Estudo realizado mensalmente pela Secretaria Municipal de Economia (Secon) e Departamento Intersindical de Pesquisa e Estudos Socioeconômicos (Dieese-PA), no Pará, identificou elevações no valor da maioria do pescado comercializado nas feiras e mercados municipais no mês de novembro. A alta de preço do peixe veio após um período de sete meses consecutivos sem o aumento do produto.
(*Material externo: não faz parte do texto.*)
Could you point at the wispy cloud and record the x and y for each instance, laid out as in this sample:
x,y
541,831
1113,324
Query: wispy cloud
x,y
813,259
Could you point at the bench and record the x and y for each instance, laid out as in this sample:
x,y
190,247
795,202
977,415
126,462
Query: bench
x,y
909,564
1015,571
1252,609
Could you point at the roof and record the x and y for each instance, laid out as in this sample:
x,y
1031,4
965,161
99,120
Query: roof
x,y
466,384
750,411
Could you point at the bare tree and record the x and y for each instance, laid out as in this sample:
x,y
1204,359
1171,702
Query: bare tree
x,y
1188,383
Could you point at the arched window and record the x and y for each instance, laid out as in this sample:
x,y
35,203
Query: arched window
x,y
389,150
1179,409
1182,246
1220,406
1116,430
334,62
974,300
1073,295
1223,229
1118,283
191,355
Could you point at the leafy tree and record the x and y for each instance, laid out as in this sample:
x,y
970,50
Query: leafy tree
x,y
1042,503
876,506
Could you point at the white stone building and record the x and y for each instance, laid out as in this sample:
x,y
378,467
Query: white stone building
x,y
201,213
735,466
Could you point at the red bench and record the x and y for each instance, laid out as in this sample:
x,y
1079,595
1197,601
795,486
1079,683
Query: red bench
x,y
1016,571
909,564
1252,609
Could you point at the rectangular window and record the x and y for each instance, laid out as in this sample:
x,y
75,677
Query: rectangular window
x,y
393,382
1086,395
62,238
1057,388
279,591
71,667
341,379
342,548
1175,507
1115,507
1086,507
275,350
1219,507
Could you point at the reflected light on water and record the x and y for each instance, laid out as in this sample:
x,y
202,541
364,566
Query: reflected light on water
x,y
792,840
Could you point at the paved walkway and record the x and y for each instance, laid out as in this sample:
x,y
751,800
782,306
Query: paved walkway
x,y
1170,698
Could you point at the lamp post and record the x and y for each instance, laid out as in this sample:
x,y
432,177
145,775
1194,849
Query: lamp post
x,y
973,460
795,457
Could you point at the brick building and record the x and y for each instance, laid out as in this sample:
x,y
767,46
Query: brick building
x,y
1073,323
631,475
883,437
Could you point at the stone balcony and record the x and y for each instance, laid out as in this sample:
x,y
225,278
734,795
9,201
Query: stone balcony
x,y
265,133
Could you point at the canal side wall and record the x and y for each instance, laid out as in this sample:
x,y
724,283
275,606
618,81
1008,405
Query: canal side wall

“Tivemos queda de preço do pescado desde abril até outubro deste ano. As baixas nos valores são comuns nesses intervalos devido à sazonalidade do pescado, ocasionada principalmente pelo período de reprodução e baixas dos rios. Agora, como de costume, a tendência é que a oferta do peixe diminua e, consequentemente, o valor mais alto seja repassado ao consumidor até o primeiro trimestre do próximo ano”, explicou o secretário municipal de Economia, Apolônio Brasileiro.

Prefeitura e Dieese-PA apontam aumento de preço do pescado após sete meses consecutivos de queda. Foto: Márcio Ferreira/Agência Belém

Dados

De acordo com a pesquisa da Secon e Dieese/PA, as elevações mais expressivas no mês de novembro foram nas seguintes espécies: Gurijuba, com alta de 18,10%; seguida da Uritinga, 12,67%; Mapará, 11,99%; Acari, 10,05%; Tucunaré, 8,08%; Curimatã, 7,95%; Arraia 7,25%; Pescada Branca, 6,53%; Surubim, 4,87%; Dourada, 4,26%; Filhote, 4,05%; Tainha, 3,05%; Pratiqueira, 2,85%; Sarda, 1,87%; Tambaqui , 1,75%; Serra, 0,51%; e a Pescada Amarela, com alta de 0,44%.

Apesar da maioria das espécies apresentar alta no mês anterior, Secon e Dieese também identificaram alguns recuos de preços em novembro, como o Aracu, com queda de 9,71%; seguido do Tamuatá, 8,76%; Pescada Gó, 8,52%; Bagre, 6,40%; Xaréu, 6,17%; Piramutaba, 6,14%; Corvina, 6,12%; Peixe Pedra, 6,04%; Pirapema, 4,13%; Cação, 3,43%; Camurim, 2,43; e o Pacu, com queda de 2,06%. 

Análise anual

Segundo o supervisor técnico do Dieese no Pará, Everson Costa, “em uma análise mais aprofundada, observamos que no comportamento do preço do peixe comercializado neste ano, de janeiro a novembro de 2023, a maioria do peixe apresentou aumentos com reajustes acima da inflação, calculada em 3,14% (INPC/IBGE) para o mesmo período”.

Ele explica, ainda, que no comparativo de preços dos últimos 12 meses, novembro de 2022 a novembro de 2023, a maioria do pescado também apresentou reajuste de preços e em vários casos houve aumento que supera a inflação calculada em 3,85% (INPC/IBGE).